Opened 9 years ago
Last modified 7 years ago
#9749 new Bugs
bzip2_decompressor input filter gives data_error_magic
Reported by: | Owned by: | Jonathan Turkanis | |
---|---|---|---|
Milestone: | To Be Determined | Component: | iostreams |
Version: | Boost 1.55.0 | Severity: | Problem |
Keywords: | bzip2_decompressor | Cc: |
Description
The bzip2_decompressor input filter is not able to read some bz2 files properly. It can read only the first few lines of the file then terminates with data_error_magic (BZ_DATA_ERROR_MAGIC in bzlib.h).
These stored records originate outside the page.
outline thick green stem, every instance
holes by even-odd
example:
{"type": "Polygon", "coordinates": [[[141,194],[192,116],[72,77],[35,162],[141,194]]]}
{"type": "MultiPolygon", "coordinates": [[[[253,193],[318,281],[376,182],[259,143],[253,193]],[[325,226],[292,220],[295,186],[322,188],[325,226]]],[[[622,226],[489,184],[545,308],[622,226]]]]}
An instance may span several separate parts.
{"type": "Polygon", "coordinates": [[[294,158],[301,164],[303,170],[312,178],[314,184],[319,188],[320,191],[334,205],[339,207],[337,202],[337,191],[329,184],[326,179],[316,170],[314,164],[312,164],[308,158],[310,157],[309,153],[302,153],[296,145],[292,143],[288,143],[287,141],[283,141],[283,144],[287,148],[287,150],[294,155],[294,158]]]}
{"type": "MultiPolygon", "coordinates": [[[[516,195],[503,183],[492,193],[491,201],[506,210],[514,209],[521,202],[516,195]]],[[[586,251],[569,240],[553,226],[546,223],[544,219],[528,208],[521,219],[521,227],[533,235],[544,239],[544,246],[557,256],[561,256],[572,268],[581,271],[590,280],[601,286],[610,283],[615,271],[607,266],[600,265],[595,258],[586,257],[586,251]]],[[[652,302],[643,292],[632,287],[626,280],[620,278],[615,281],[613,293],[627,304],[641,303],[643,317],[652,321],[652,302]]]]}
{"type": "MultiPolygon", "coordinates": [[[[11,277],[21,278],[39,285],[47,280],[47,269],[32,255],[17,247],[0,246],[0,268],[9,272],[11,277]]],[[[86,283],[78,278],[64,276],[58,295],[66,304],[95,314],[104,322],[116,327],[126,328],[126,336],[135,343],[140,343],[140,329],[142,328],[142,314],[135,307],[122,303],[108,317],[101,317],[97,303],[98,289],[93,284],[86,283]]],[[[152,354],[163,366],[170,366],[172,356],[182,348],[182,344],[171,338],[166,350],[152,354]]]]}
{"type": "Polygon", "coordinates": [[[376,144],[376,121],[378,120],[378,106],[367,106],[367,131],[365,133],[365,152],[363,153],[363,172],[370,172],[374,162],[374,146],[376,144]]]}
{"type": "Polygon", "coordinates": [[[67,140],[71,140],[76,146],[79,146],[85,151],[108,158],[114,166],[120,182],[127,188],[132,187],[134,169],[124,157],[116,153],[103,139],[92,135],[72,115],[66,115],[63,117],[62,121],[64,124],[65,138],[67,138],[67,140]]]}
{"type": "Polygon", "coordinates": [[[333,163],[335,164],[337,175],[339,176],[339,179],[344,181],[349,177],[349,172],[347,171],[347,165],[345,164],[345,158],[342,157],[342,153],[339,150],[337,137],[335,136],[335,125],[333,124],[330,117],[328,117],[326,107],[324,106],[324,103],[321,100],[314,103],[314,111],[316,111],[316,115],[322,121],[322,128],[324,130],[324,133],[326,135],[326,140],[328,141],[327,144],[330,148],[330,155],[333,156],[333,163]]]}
After examining the problematic bz2 files I noticed that the first compressed stream is much shorter (536 bytes long) than the following streams. Debugging lead me to the conclusion that the simmetric_filter class's read method fills the buffer with new data even when the buffer hasn't been consumed completely. With the proposed solution below the files can be read to the end without further problems.
The original code segment:
if (status == f_good) status = fill(src);
The proposed modification:
if (status == f_good && buf.ptr() == buf.eptr()) status = fill(src);
Could someone please make this modification? Regards,
Balazs
Attachments (1)
Change History (4)
comment:1 by , 9 years ago
by , 7 years ago
Attachment: | bzip2.patch added |
---|
comment:2 by , 7 years ago
This also affects me, attached patch provides a workaround within bzip2_decompressor rather than changing symmetric_filter. Please forgive the bad indentation, I couldn't be bothered to change my editor.
comment:3 by , 7 years ago
The patch in comment 2 works, any chance this gets integrated into boost?
To reproduce the issue: download the wikidata dump - for example: http://dumps.wikimedia.org/wikidatawiki/20140123/wikidatawiki-20140123-pages-articles-multistream.xml.bz2 and try to print it line by line.